“City Elections are Over: Full Speed Ahead”Words from last year that are just as relevant today, almost a year later, following the election results from yesterday. Here is an excerpt from that article written a year ago:
“City elections are over, the results are in, and now we move to the next chapter.
The Mayor and Commissioners have wasted no time in laying out several ambitious items for the City staff to get to work on. Along with the ones we are currently implementing, the new list of projects will take a lot of effort and will require everyone to work together to ensure the best outcomes.
Therefore, in the coming months, Lake Worth will be a place alive with activity and debate.
We will be a community striving to explore exciting and wonderful opportunities and resolve longstanding and difficult problems.
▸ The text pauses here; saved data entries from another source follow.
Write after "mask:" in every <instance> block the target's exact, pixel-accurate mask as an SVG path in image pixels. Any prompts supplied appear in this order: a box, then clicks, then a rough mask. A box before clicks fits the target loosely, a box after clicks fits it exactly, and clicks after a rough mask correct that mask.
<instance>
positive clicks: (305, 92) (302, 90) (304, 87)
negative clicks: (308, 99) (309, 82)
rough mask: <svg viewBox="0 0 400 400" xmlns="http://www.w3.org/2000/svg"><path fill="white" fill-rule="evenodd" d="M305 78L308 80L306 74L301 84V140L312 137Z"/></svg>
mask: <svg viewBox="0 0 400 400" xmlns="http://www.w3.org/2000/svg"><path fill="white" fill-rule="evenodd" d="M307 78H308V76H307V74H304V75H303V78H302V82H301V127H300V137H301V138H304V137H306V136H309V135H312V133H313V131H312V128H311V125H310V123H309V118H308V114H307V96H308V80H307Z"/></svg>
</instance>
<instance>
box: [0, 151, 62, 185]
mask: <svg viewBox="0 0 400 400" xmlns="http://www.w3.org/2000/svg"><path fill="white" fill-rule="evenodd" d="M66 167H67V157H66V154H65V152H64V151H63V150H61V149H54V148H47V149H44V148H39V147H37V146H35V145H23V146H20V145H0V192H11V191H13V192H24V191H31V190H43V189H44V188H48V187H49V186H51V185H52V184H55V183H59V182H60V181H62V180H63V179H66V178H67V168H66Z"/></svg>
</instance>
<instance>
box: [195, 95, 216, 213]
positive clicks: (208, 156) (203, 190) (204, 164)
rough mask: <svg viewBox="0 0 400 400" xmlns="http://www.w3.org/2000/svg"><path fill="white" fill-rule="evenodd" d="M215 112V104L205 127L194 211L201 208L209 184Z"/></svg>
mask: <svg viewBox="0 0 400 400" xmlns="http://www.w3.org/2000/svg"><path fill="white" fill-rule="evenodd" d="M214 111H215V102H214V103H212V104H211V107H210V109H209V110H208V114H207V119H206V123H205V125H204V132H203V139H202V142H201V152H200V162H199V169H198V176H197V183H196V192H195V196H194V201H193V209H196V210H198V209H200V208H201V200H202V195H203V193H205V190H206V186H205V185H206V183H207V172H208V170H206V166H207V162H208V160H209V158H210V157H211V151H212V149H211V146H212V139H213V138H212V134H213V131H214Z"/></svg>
I encourage you to get involved and help create the best version of Lake Worth possible.”
Here is how the newsletter ends:
Yours in Public Service,Michael Bornstein
City Manager
When Chris McVoy was first elected in 2010, two years before Mr. Bornstein was hired, he promised to help resolve problems like our crumbling roads but instead did nothing of the sort. In 2012 he faced a serious challenger, Jim Stafford, but McVoy won that election. Stafford got the Post endorsement but McVoy’s promises won the day. Promises that were quickly ignored following the election.
In 2013 McVoy got a reprieve when the referendum passed to move elections to March from November. McVoy’s next election was put off until March of 2015. That’s when the monkeywrenching began: false allegations of Sunshine Law violations and accusations that the mayor and other commissioners were unethical, and worse, corrupt too. Remember the “baked ziti” nonsense?
McVoy drew a weak opponent and won that election in 2015. But with McVoy’s bag of tricks empty he ran straight into another election this year against a strong candidate with big ideas, Omari Hardy, and the rest as they say is history.
In 2014 and again in 2016 the City needed Commissioner McVoy to help us find a way to fix our roads. But he did the opposite both times. He fought the City using all sorts of tactics, even leaking emails and saying that volunteers on the Finance Advisory Board, the Neighborhood Road bond oversight committee, couldn’t be trusted.
The Palm Beach Post endorsed Omari Hardy. Even the editor of the Post had enough. The editor called McVoy an ineffective “gadfly”.